Maria Teresa Meli, Corriere della Sera 21/10/2014, 21 ottobre 2014
IL PARTITO DELLA NAZIONE, UNA NUOVA FORZA POLITICA, O, MEGLIO, PER DIRLA ALLA RENZI, «È IL PROGETTO ORIGINARIO DEL PD»
«Io preferisco l’arroganza alla mancanza di ambizioni»: è uno dei motti preferiti di Renzi. Ma quando le aspirazioni sono alte, anche la sfrontatezza si può archiviare. Perciò chi si aspettava un premier irridente nei confronti della minoranza è rimasto deluso.
Certo, Renzi è rimasto fermo sulle sue posizioni ma ha replicato a tutti gli oppositori «con grande calma», come aveva preannunciato ai fedelissimi. Anche sulla Leopolda, disegnata come un partito parallelo. Però per uno la cui «ambizione per l’Italia non è fare meglio della Grecia, bensì della Germania», per uno che sogna di mettere un punto se non definitivo almeno «di svolta» sulle riforme «entro sei mesi», ingaggiare una polemica con Cuperlo o Fassina non è il caso.
Tant’è vero che quando è scoppiato il caso delle tessere del Pd e all’epoca il bravissimo Luca Lotti era riuscito a scoprire che non erano ancora pervenuti tra gli iscritti nomi di peso come quelli di Bersani, Fassina e Civati (com’è naturale che sia, quando non vi sono congressi locali in vista), Renzi non ha voluto assolutamente che queste notizie filtrassero all’esterno. A lui avrebbero fatto gioco. Al suo progetto no.
E il suo progetto è semplice: quello di prendere per mano il Pd e portarlo in un territorio più ampio, «offrirgli i nuovi consensi», che può dargli la Leopolda e non solo quella. «Perché — confida il premier agli amici — anche gli ex grillini ci stanno facendo delle avances». E così gli espulsi pentastellati diventano un potenziale bacino elettorale per quella forza politica che «va da Gennaro Migliore ad Andrea Romano», passando per i cattolici che non vogliono entrare nel Nuovo centrodestra.
Il «partito della Nazione», lo ha chiamato Alfredo Reichlin, il «partito degli italiani», ha preferito chiamarlo in tempi passati il premier.
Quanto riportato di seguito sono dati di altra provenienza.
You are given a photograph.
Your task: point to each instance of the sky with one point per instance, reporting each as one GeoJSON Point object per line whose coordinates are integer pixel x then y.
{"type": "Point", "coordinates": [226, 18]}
Il partito che fa paura alla minoranza di Largo del Nazareno perche non è la sinistra che si allarga al resto ma è una nuova forza politica, o, meglio, sempre per dirla alla Renzi, «è il progetto originario del Pd». Su questo il capo del governo ha pochi dubbi: «Per me bipolarismo significa bipartismo». Più chiaro di così.
Tradotto in legge elettorale: «Premio di maggioranza alla lista e non alla coalizione, sbarramento del 5 per cento e ballottaggio dal 40 in su». Certo, c’è un problemino che si chiama Berlusconi. Renzi però non è pessimista: «Vediamo — spiega ai suoi — perché lui ci sta ancora ragionando. Non ha chiuso tassativamente, come pure è stato scritto, anche se non ha ancora fatto un’apertura decisa e definitiva, però...». Però «si potrebbe presentare l’occasione adatta», insiste il premier. E c’è chi, in Forza Italia, giura che l’ex Cavaliere oscilla. E che, sotto sotto, si rende conto, che le aziende vengono prima di tutto e che quindi che senso avrebbe dare un dispiacere a Renzi? Verdini per ora lo frena, ma chi conosce il premier sa quanto possa essere insistente. E persuasivo.
Anche per questo, ieri, in Direzione, di tutto aveva voglia tranne che di mettersi a litigare con la minoranza interna, peraltro sempre più sparuta. Aveva cose più importanti da fare. «Il Jobs Act dobbiamo portarlo a casa a gennaio ed entro aprile dobbiamo dimostrare che cosa siamo capaci di fare», è il suo leitmotiv. Ossia ben prima dei famosi mille giorni di tempo che si era dato. Nel frattempo urge una decisione, che verrà presa ad horas: la sostituzione di Federica Mogherini agli Esteri. Renzi sembra orientato su Marina Sereni (anche se questa sua scelta potrebbe portare alle dimissioni del viceministro Lapo Pistelli), anche per rinsaldare il suo rapporto con Fassino, benché i bookmakers di Montecitorio non diano ancora in calo le azioni di una renziana di ferro come Simona Bonafè.